Crusader, the independent gold explorer and developer, announces a proposed placing of new ordinary shares in the Company to institutional and other investors to raise, subject to Admission and the satisfaction of certain other conditions, a minimum of £4.3 million (US$6 million) and a maximum of £10.8 million (US$15 million), before expenses. The Placing is being conducted through an accelerated bookbuilding process at the Issue Price, being a price per share of 3.4 pence sterling (equivalent to 6 Australian cents). In addition, Placees are to be granted a share warrant to subscribe for such number of new Ordinary Shares as is equal to half of the number of Placing Shares subscribed by that Placee under the Placing. The Warrant is exerciseable at any time during the period of twenty four months following Admission at an exercise price equal to the Issue Price.

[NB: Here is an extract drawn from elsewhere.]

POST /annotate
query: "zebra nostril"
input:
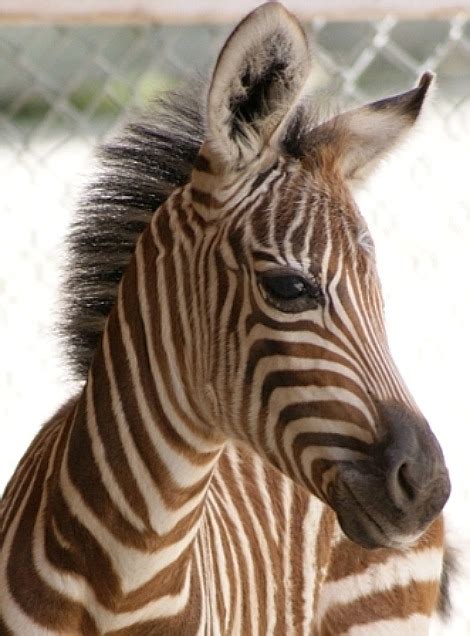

Calima Energy is pleased to announce it has received binding commitments to raise a total of $3,517,625 (before costs) through an over-subscribed private placement to various sophisticated and professional investors. The placement will be completed through the issue of 63,956,820 fully paid ordinary shares in the Company at an issue price of $0.055 per share, which represents a 9.8% discount to the closing price of the Company's shares on 12 March 2018
Draig Resources is pleased to announce that it has completed an over-subscribed $8.0 million placement for 40.0 million shares at $0.20 per share. The Placement was fully underwritten and was undertaken pursuant to ASX Listing Rule 7.1 and 7.1A.
POZ Minerals is pleased to announce that its $500,000 Share Purchase Plan closed on 14 March 2018 heavily oversubscribed. The applications were received from shareholders who together own approximately half of all the shares of the Company on issue
GTI Resources is pleased to advise that the Company has entered into a mandate with CPS Capital Group Pty Ltd for an initial firm capital raising of $395,675 through the placement of 23,275,000 ordinary fully paid shares in the Company at an issue price of 1.7 cents. The Tranche 1 Placement is expected to be completed by 23 March 2018.
Santa Fe Minerals is pleased to announce that the acquisition of exploration licences E59/2257 and E59/2259 from Gunex Pty Ltd as first announced to ASX on 1 March, 2018, has now completed.